Avec vents et marées
- Stan Dell

- 26 mars 2022
- 3 min de lecture
Dernière mise à jour : 1 mai 2022
Valle n’était rien sans elle, sans lui, Cresta n’aurait pas existé. On parlait rarement de lui, seulement en cas de vague à l’âme. D’elle on disait beaucoup de choses, au risque de sonner creux.
Enfant sans histoire d’une famille de bas relief, Valle, avait grandi sans faire de vagues. Il n’était que le caprice ornemental de la platitude existentielle de ses parents.
Cresta, issue d’une famille où l’on va de l’avant quoiqu’il en coûte, ne tenait jamais en place. Ses parents, disaient d’elle que plus tard elle ferait sombrer les plus gaillards de tous les forbans.
Ils se rencontrèrent un jour d’hiver dans un endroit perdu des Bermudes, là où la mer tourne en triangle. Quel bon vent te pousse ? demanda Valle à Cresta la voyant débouler de son horizon tout plat. Je viens du large et la côte m’appelle. Toi le creux, si tu désires remplir ta vie, suis-moi ! Dès lors, ils ne se quittèrent plus.
Leur expédition se déroulait plutôt

en eaux claires, ils faisaient la paire. Elle imprimait la cadence, lui tempérait ses ardeurs. Puis peu à peu, Valle se sentit gagné par quelques velléités de commandement. Mais Cresta avait atteint une telle stature qu’il était hors de question de donner de tels signes de faiblesse. L’un se sentait appelé par la force, l’autre refusait d’écouter ses limites. Malgré tout le courant passait bien entre ces deux êtres opposés.
Un jour Valle parla vaguement de leur descendance. Cresta balaya d’un revers d’écume ce sujet houleux pour elle. Hors de question de s’encombrer de clapots en pleine chevauchée wagnerienne. Valle décida de ne plus aborder le sujet, non sans une lame d’amertume.

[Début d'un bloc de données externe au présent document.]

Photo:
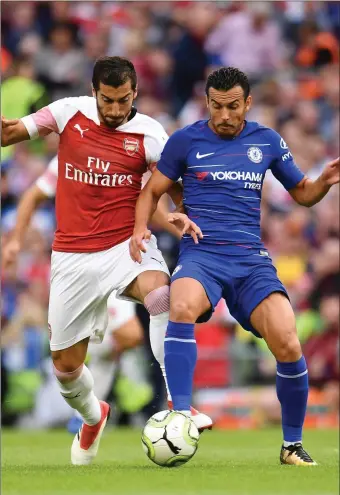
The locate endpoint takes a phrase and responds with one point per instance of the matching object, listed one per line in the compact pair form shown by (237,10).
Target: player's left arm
(309,192)
(303,190)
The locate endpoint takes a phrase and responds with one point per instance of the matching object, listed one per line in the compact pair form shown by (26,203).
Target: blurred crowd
(290,50)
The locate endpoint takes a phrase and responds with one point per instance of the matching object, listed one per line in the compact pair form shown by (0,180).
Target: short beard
(108,123)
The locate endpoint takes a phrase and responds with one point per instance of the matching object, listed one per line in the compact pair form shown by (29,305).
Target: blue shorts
(242,281)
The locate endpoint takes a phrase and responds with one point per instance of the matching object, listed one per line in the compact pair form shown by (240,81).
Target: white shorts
(81,284)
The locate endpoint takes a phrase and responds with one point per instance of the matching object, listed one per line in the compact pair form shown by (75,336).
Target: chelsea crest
(255,154)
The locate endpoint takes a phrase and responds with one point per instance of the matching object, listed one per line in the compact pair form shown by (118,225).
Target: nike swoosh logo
(161,262)
(67,397)
(198,156)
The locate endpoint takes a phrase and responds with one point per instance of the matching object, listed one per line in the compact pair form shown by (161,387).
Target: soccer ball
(170,438)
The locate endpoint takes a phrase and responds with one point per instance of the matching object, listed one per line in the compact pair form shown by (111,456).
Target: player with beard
(223,162)
(105,147)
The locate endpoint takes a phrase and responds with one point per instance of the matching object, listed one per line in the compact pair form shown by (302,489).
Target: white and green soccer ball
(170,438)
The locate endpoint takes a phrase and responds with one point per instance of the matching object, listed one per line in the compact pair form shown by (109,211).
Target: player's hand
(137,244)
(8,122)
(331,174)
(10,253)
(187,226)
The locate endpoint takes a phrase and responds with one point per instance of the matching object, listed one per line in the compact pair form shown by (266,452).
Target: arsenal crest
(131,146)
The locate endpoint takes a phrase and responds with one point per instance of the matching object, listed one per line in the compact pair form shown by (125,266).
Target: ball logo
(255,154)
(131,146)
(176,270)
(283,144)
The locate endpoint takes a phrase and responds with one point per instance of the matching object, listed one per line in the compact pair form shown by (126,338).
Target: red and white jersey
(99,171)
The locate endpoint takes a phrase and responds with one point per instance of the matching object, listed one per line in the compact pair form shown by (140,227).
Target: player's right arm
(39,192)
(28,204)
(169,169)
(12,132)
(52,118)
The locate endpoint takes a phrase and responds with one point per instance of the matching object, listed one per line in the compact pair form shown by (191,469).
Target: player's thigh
(77,307)
(188,300)
(274,320)
(123,324)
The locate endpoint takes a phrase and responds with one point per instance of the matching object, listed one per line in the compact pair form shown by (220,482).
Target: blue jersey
(223,179)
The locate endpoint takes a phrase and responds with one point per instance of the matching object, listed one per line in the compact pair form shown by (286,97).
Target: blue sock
(180,359)
(292,392)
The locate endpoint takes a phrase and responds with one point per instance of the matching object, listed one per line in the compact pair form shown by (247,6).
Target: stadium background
(291,52)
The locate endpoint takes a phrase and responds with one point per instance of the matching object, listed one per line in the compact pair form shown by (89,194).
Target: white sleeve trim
(31,127)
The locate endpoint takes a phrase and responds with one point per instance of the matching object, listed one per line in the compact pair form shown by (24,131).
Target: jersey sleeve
(52,118)
(154,142)
(173,160)
(283,165)
(47,182)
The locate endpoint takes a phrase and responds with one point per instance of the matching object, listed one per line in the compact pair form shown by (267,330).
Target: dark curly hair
(113,71)
(226,78)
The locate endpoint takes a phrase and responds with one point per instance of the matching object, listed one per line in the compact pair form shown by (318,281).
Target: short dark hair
(113,71)
(226,78)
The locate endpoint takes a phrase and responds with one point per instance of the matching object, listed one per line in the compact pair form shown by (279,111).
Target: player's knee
(131,336)
(65,362)
(288,348)
(183,311)
(158,300)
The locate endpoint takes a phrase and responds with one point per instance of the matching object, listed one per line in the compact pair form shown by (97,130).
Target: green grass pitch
(227,462)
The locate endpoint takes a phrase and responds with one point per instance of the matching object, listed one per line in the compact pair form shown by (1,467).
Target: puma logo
(77,126)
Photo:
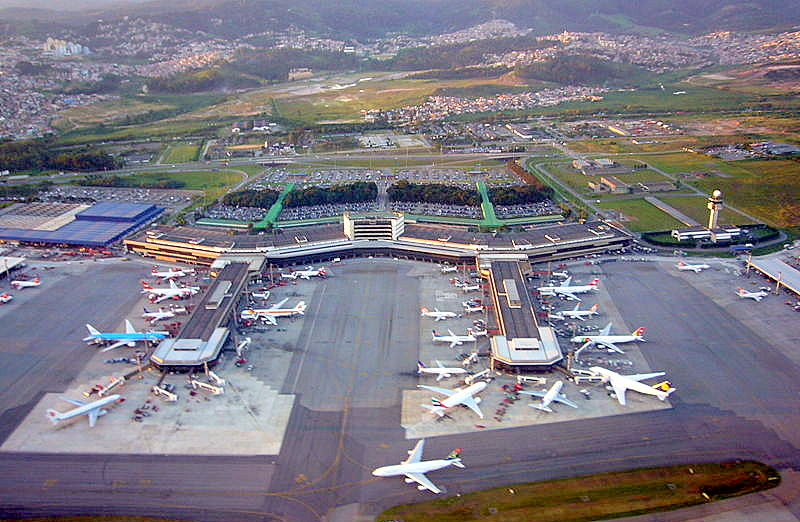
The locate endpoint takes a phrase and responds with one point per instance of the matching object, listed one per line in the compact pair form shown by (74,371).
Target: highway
(736,398)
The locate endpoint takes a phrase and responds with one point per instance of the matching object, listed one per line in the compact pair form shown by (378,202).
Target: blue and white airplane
(129,338)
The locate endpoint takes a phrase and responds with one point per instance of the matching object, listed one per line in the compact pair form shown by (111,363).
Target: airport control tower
(714,206)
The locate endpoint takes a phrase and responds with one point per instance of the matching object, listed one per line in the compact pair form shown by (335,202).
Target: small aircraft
(173,292)
(465,396)
(440,371)
(436,314)
(680,265)
(414,468)
(172,273)
(621,383)
(91,409)
(270,314)
(129,338)
(453,339)
(755,296)
(575,313)
(19,285)
(568,291)
(308,273)
(158,315)
(552,395)
(607,340)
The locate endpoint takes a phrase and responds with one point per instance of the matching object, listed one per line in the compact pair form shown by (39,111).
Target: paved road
(736,399)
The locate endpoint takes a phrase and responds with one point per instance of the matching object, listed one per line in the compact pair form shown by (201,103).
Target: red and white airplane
(308,273)
(172,273)
(173,292)
(680,265)
(25,284)
(271,314)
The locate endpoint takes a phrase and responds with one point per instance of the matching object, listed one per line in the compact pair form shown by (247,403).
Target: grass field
(596,497)
(181,153)
(695,208)
(642,216)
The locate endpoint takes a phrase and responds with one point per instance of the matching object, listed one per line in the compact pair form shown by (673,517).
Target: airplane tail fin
(54,416)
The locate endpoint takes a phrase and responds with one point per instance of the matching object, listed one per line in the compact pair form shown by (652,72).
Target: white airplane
(129,338)
(441,372)
(273,312)
(473,309)
(465,396)
(621,383)
(569,291)
(26,284)
(575,313)
(158,315)
(552,395)
(414,468)
(91,409)
(172,273)
(436,314)
(173,292)
(607,340)
(453,339)
(755,296)
(680,265)
(308,273)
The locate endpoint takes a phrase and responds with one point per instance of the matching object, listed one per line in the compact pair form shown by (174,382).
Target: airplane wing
(93,414)
(443,391)
(611,346)
(76,402)
(415,455)
(563,400)
(643,376)
(470,403)
(423,481)
(278,304)
(619,390)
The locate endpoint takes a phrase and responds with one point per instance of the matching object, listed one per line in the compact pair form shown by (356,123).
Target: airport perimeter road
(736,399)
(41,330)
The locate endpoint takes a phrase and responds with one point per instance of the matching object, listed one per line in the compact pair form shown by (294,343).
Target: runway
(736,399)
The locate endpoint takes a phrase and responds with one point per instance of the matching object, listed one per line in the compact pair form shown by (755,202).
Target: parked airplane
(453,339)
(173,292)
(575,313)
(621,383)
(694,268)
(414,468)
(273,312)
(26,284)
(568,291)
(552,395)
(91,409)
(307,274)
(158,315)
(755,296)
(465,396)
(172,273)
(129,338)
(607,340)
(441,372)
(436,314)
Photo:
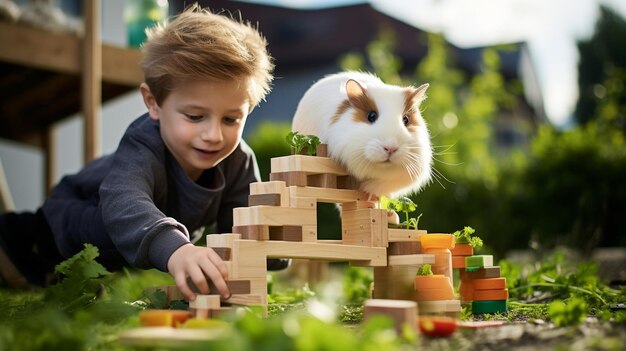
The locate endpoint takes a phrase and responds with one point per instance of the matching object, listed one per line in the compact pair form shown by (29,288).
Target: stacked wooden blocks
(482,285)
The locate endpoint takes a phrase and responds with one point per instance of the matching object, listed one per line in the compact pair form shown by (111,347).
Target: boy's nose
(212,133)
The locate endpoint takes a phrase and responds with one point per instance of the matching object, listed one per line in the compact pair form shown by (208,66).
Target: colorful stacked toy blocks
(482,285)
(435,293)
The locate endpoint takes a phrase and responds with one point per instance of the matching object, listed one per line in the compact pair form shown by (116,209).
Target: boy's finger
(198,278)
(218,280)
(181,283)
(219,263)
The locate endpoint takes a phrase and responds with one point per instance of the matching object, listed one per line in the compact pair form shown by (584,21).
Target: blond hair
(200,45)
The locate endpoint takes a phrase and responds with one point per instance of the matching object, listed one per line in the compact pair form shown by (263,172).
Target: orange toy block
(489,284)
(458,262)
(436,281)
(462,250)
(437,241)
(490,295)
(434,294)
(163,318)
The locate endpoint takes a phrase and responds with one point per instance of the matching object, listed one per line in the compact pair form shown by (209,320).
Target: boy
(177,168)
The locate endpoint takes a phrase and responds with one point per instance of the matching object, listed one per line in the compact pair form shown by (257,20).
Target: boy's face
(201,122)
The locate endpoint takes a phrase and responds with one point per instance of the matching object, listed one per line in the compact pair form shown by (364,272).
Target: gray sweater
(138,206)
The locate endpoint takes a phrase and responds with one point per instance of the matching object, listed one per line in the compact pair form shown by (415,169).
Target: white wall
(23,165)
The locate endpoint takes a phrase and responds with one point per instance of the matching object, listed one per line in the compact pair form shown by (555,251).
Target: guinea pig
(374,130)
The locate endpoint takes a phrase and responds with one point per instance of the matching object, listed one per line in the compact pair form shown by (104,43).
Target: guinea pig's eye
(372,116)
(405,120)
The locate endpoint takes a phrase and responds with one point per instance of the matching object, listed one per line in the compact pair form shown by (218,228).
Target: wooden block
(489,283)
(434,294)
(364,227)
(272,187)
(222,240)
(395,234)
(462,250)
(286,233)
(435,281)
(401,312)
(404,248)
(480,273)
(253,232)
(394,282)
(328,195)
(490,295)
(200,307)
(439,307)
(309,233)
(479,261)
(347,182)
(322,150)
(306,164)
(410,260)
(264,199)
(274,216)
(303,202)
(357,205)
(290,178)
(223,252)
(323,180)
(458,262)
(480,307)
(234,286)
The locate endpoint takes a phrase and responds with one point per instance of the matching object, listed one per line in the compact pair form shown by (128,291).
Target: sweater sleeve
(129,194)
(238,174)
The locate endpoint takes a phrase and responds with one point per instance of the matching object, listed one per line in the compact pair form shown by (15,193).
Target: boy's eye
(231,120)
(194,117)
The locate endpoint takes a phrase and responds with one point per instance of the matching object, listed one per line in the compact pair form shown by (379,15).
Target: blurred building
(307,44)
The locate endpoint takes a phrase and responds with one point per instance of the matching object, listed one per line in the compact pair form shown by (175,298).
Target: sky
(549,27)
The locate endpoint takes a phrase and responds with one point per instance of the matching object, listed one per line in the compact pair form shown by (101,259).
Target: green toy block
(480,307)
(479,261)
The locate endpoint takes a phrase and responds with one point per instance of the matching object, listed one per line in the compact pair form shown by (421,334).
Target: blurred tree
(602,72)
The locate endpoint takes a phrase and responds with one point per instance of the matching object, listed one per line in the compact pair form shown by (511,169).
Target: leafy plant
(572,313)
(425,269)
(300,142)
(406,206)
(466,236)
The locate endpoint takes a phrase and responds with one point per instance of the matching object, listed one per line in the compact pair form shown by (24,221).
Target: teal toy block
(479,261)
(483,307)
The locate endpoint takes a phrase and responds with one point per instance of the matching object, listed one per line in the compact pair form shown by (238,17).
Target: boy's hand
(198,264)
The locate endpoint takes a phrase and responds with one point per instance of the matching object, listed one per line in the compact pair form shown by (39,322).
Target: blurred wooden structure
(45,77)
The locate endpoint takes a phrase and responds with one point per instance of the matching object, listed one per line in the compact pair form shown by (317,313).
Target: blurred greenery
(518,181)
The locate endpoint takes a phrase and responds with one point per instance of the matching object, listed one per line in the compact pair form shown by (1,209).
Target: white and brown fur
(387,157)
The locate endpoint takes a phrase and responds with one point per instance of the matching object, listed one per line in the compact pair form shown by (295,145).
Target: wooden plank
(253,232)
(264,199)
(395,235)
(322,180)
(290,178)
(328,195)
(223,252)
(307,164)
(276,216)
(91,81)
(409,260)
(286,233)
(376,256)
(58,52)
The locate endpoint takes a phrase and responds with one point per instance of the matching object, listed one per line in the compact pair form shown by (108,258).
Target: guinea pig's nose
(390,149)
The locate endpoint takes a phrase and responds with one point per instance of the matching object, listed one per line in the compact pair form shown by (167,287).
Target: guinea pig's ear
(354,90)
(417,95)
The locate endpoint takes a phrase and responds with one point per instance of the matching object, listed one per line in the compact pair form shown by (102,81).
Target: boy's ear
(150,101)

La pensée de leur tragique destinée affectait plus encore le moral de Valle. Comment imaginer que d’ici peu ils s’écraseraient à tout jamais là-bas sur la première falaise venue ? Cette idée ne vidait pas d’une goute la furieuse avancée de Cresta, enivrée des promesses sans cesse renouvelées de l’éolien divin. Valle s’inquiétait de plus en plus de leur allure. Un jour, on vit un éclair dans le ciel. Il interpréta ce signe comme une sanction prochaine de leur allure excessive.
Plus tard, ils croisèrent Tsun, avec qui Cresta avait déjà eu affaire alors qu’elle n’était que vaguelette d’automne et lui petit rouleau de printemps. De sa hauteur insolente le géant prit Valle pour un rat de marée. Comme tu es devenu grand ! lui lança Cresta. Flatté, Tsun répondit qu’il souhaitait grandir encore pour devenir aussi célèbre que ces ancêtres.
Peu après, la destinée se rappela à Cresta et Valle. L’écrasement se produisit dans un vacarme assourdissant. Valle venait d’assister effaré à la disparition de son adorée Cresta. Mais aussitôt, sans qu’il n’ait le temps de céder au désespoir, il sentit une poussée d’énergie le soulever. La force montait en lui, l’arrachait de lui-même. Il comprit alors qu’il devenait Cresta, la vague qui vogue à pleine vitesse mais en direction du large cette fois. Un grand creux se forma derrière lui. Il reconnut aussitôt sa chère Cresta devenue Valle. Par un subite renversement de leurs identités, le duo des indissociables opposés s’était recomposé. Mais s’était-il vraiment décomposé, chacun étant partie de l’autre par une mystérieuse théorie de vases communicants.
Sa métamorphose tout juste accomplie, la nouvelle Cresta se rapprocha de nouveau de l’immense Tsun qui, à sa grande surprise, l’accueillit à bras ouverts. Du comportement trouble de cet inquiétant géant elle avait redouté un ennemi, elle découvrit un Tsun ami. Il y a toujours plus vague que soi.